採集時刻は午前と午後にわたり、気温についてみれば18.5℃から34.0℃と標高、河川の上下流にかかわらず高低がみられるが、水温については上流部(殿河内から落合まで)の平均が20.8℃、中流部(正木から山田まで)は平均が24.0℃その差は約3℃ある。支流部についても、ほぼ上流ほど水温が低い。
 底質については、どの地点も、主として瀬で10〜15cm大の石・礫からなっている。
 河川型 Aa と示した地点は山地流を表わし Aa−Ab は山地流と平地流の移行型を、Ab は平地流を示す。
 各地点で採集された水生昆虫の種名及び個体数は、表2のとおりである。


 全地点を通して表3のとおり46種の水生昆虫が採集されたが、それらを目別にみるとカゲロウ目18種38.3%、トケビラ目11種23.4%この両目で全種に対する割合は61.7%を占める。次いでカゲロウ目、双翅目が6種、以下トンボ目と続く。採集された水生昆虫は半翅目ナベブタムシ、鞘翅目ヒラタドロムシの2種は成虫であるが、他はすべて幼虫である。

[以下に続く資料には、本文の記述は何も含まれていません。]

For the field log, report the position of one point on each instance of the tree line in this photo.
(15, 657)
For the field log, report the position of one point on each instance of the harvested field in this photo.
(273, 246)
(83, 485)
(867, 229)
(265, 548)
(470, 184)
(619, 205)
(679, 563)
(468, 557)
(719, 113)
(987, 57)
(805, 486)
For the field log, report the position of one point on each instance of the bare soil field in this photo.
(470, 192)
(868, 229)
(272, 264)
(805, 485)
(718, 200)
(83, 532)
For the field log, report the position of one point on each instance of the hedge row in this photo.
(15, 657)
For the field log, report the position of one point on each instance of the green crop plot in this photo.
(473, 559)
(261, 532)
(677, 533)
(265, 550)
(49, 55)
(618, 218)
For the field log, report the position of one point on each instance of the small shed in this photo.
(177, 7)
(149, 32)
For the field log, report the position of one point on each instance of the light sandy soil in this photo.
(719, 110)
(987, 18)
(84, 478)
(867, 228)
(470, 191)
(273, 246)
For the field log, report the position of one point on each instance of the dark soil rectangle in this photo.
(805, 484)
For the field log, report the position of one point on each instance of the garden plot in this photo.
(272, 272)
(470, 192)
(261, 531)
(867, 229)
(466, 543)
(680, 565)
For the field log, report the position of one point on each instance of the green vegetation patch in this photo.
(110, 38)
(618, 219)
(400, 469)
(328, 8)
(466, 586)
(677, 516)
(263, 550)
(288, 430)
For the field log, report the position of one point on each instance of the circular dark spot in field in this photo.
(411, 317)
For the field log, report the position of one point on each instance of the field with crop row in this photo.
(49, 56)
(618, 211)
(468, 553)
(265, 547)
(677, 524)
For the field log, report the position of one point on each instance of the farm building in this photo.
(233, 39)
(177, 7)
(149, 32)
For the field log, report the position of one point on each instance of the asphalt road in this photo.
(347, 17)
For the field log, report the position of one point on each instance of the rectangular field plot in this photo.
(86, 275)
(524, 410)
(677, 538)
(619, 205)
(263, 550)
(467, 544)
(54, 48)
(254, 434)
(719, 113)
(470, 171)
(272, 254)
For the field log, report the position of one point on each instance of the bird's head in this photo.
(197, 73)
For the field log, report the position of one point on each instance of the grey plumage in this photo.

 地点別に種数をみると、福川(st.9)、山田(st.13)が最も少なく8種、藤川谷が最も多く19種採集された。他の各地点はほぼ10〜16種である。
 個体数についてみると、各地点でかなりの差がみられる。これはトビケラ目のウルマ−シマトビケラの個体数の多少による。ウルマ−シマトビケラのような造網型の昆虫の現存量が多く占める場合、その地点は底の状態が安定しており、極相を示す。(津田1959)
 落合、藤川谷は川底の状態が安定してると思われる、その地点の種数も多い。
 各地点での特微種についてみると、殿河内大北下、杉地、中山、月ケ谷の5点を除く全地点でウルマ−シマトビケラの個体数が最も多く最優占種である。殿河内ではヒメヒラタカゲロウ、シロハラコカゲロウまた大北上、下、八重地、傍示谷、坂本ではシロハラコカゲロウ、谷口、落合ではフタバコカゲロウ、月ケ谷ではシロタニガワカゲロウ、杉地、中山ではモンカワゲラがそれぞれ多く採集された特微種であるといえよう。


 中山、坂本、神田、藤川谷においては双翅目のガガンボが多くみられる。
 平間、神田、藤川谷ではユスリカも多くみられ、落合ではシギアブが多くみられた。
 河川全域にみられた種として、マダラカゲロウ、シロハラコカゲロウ、ウルマ−シマトビケラ、ヒゲナガカクトビケラ、カガンボがあげられる。
 上流部にはフタバコカゲロウ、イノプスヤマトビケラ、ユスリカ(青)が見られ、下流部には見られない。逆に下流部に見られ上流部に見られないものには、チャバネヒゲナガカワトビケラ、ヒメトビイロカゲロウがあげられる。
 支流に多くみられたものには、シロタニガワカゲロウ、キブネタニガワカゲロウ、ヘビトンボ、ヒラタドロムシ、トンボがあげられる。
 次に、川の清冽度を知るために生物指数を Beck−津田の方法によって算出したものが、表4である。


 算出方法は 50cm×50cm のコドラード内で採集された種を汚濁に耐えない種と耐えられる種に大別し、それぞれに含まれる種数をA.Bとして、2A+Bを biotic index つまり生物指数とする方法である。そして、その値が0〜5は極めて汚濁、6〜10はかなり汚濁、11〜19はやや汚濁、20以上は清冽であるとされている。
 それによると、福川、山田の16、横瀬の18と3ケ所がやや汚濁されているのみで、他の地点はすべて20以上で現在のところ、きれいな川であるといえよう。
 なお、B:汚濁に耐えうる種は双翅目のミズアブ科の1種のみで他はすべて汚濁に耐ええない種である。

 

おわりに
 本調査により、勝浦川水系では水生昆虫46種(2種のみ成虫、他は幼虫)が採集され、そのうちの大部分はカゲロウ目、トビケラ目に属するものであり、また汚濁の耐忍種はただ1種のみ採集されただけで、生物指数をみても、23地点のうち3ケ所のみ20以下でやや汚濁されているにすぎず、他は全く清冽で、きれいな状態が保たれているといえる。したし逆に考えると除々に汚濁が進行しつつあるともいえよよう。正木ダムの完成により川が流れなくなり、民家や工場等の汚水の流入が増加すると、汚濁の非耐忍種が大部分であるだけに昆虫相もしだいに貧弱化し、それらをエサとする魚類等にも影響が及ぶと考えられる。
 この清冽な川をいつまでも保持していくよう願いたいものであり、本調査が自然保護の一助となれば幸いである。